Ramsey Campbell, Probably (1968-2015/Collected in 2015 Revised Edition) by Ramsey Campbell, edited by S.T. Joshi: 40 years of non-fiction pieces by World's Greatest Horror Writer Ramsey Campbell. There are autobiographical pieces which illuminate Campbell's often harrowing early life, essays on various writers, pieces on social issues related to horror, and essays and introductions originally written for Campbell's novels and short-story collections. 

In all, they're dandy. And so many of them in this big book from PS Publishing! Campbell is thoughtful and often self-effacing when he writes about his own work, and those essays that do this offer a wealth of information about how and why certain decisions were made in the writing process, and what Campbell thinks about those decisions in retrospect. 

He's also debilitatingly funny in many of the essays, never moreso than when he deals with The Highgate Vampire hoax. There's also hilarity to be had in portions of his self-appraisal (for some reason, a section on his attempt to include the word 'shit' in a Lovecraftian story submitted to August Derleth's Arkham House nearly had me lying on the floor). 

His essays on writers are occasionally scathing but for the most part positive. A melancholy essay on the late John Brunner stands out as a painful meditation on what happens when a very good writer is forgotten in today's publishing climate. A wide-ranging essay on the novels of James Herbert is a sensitive reappraisal of that (alas, also late) best-selling writer's work as a foundational stratum of working-class, English horror shot through with deeply held social concerns not usually seen in English horror up to that time.  Many of the writers Campbell writes about are also friends, thus shedding a certain personal light on writers ranging from Robert Aickman to the (then) Poppy Z. Brite.

General pieces include the almost-obligatory '10 horror movies for a desert island' essay, several examinations of horror in general and the general public's attitude towards horror, the 'Video Nasties' censorship hysteria in the Great Britain of the 1980's and early 1990's, and examinations of the history of horror. Campbell's lengthy autobiographical essay "How I Got Here" is also invaluable in understanding his life and work.

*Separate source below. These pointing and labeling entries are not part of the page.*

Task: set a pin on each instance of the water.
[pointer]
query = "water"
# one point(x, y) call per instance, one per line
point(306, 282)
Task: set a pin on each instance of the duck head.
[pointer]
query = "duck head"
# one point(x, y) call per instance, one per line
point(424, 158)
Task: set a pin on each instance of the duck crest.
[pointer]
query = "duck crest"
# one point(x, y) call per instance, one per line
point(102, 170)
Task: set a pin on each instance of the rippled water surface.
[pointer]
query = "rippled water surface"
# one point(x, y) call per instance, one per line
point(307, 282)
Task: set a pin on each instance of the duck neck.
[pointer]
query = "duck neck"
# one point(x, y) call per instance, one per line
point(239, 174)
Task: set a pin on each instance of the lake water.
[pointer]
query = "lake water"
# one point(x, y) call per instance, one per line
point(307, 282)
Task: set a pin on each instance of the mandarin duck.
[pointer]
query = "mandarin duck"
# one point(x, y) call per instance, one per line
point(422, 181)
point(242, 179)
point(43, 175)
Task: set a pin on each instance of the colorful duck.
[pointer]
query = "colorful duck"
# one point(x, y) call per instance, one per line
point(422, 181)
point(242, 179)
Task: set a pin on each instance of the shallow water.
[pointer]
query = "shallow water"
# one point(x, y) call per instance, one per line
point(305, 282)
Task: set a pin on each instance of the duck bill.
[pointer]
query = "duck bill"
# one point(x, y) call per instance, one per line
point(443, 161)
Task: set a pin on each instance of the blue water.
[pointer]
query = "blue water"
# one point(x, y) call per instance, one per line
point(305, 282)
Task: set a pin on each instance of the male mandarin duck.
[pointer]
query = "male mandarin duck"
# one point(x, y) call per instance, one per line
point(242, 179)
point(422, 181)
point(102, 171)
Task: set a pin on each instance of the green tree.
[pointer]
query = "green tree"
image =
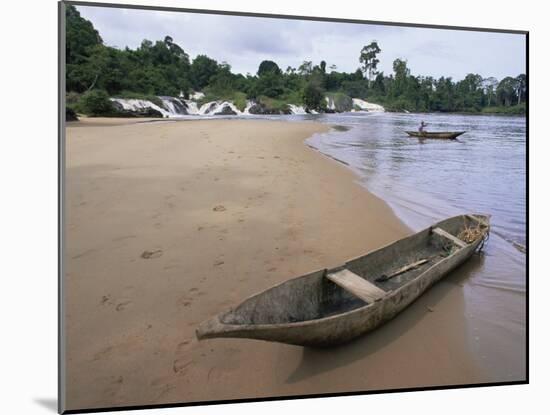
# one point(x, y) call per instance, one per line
point(80, 36)
point(96, 102)
point(312, 95)
point(506, 91)
point(521, 87)
point(269, 67)
point(489, 89)
point(368, 58)
point(202, 70)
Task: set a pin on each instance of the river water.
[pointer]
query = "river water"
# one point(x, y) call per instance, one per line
point(424, 181)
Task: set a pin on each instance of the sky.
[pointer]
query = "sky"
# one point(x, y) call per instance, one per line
point(244, 42)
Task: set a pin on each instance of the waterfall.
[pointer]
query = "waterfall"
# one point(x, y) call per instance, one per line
point(298, 110)
point(367, 106)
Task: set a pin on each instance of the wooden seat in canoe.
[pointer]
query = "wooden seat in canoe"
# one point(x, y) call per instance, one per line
point(454, 239)
point(356, 285)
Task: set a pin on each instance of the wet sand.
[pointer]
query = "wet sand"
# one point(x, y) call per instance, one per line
point(169, 223)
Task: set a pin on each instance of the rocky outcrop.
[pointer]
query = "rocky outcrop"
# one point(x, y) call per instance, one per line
point(260, 109)
point(226, 110)
point(149, 112)
point(338, 102)
point(174, 106)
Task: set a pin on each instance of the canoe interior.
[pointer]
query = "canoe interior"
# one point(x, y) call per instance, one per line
point(314, 296)
point(449, 135)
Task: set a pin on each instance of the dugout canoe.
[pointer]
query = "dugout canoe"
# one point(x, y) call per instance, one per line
point(333, 306)
point(445, 135)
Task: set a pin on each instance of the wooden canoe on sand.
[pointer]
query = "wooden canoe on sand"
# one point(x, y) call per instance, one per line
point(333, 306)
point(446, 135)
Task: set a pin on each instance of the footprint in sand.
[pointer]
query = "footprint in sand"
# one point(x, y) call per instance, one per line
point(151, 254)
point(184, 301)
point(180, 365)
point(112, 386)
point(121, 306)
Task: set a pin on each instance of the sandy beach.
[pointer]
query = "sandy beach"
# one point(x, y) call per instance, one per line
point(169, 223)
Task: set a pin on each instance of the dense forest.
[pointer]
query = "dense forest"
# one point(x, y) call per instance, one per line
point(96, 72)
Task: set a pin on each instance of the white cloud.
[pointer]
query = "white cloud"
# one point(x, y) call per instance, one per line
point(244, 42)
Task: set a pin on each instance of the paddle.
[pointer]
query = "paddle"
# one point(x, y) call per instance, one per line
point(406, 268)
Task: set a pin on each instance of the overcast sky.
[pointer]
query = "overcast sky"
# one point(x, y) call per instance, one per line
point(244, 42)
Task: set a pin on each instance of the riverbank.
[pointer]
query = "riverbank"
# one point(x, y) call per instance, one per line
point(168, 223)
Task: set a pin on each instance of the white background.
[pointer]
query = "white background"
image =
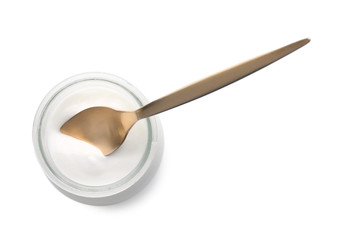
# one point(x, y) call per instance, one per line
point(260, 159)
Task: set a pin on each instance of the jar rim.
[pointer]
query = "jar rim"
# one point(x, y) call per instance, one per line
point(66, 183)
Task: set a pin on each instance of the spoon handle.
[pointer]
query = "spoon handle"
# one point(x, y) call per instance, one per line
point(216, 81)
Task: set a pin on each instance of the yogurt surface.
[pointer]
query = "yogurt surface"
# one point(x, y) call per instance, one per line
point(79, 161)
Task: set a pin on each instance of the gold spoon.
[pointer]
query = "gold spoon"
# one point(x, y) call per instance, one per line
point(106, 128)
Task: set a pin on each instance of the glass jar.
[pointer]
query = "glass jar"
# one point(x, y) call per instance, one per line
point(78, 169)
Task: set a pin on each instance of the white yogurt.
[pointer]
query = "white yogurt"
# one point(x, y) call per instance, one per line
point(80, 161)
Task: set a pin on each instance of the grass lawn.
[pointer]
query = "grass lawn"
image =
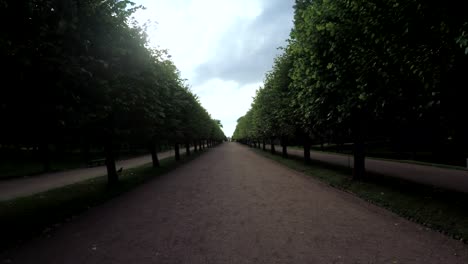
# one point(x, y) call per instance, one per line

He's almost painfully self-revelatory at points, while remaining refreshingly free of self-pity. 

Oh, and there's an essay on British spanking-based pornography. Really, you can't go wrong with this collection. How often is one going to find revelatory close readings of major H.P. Lovecraft stories and brief 'plot' synopses of faux-English-school-girl spanking pornography in the same book? Highly recommended.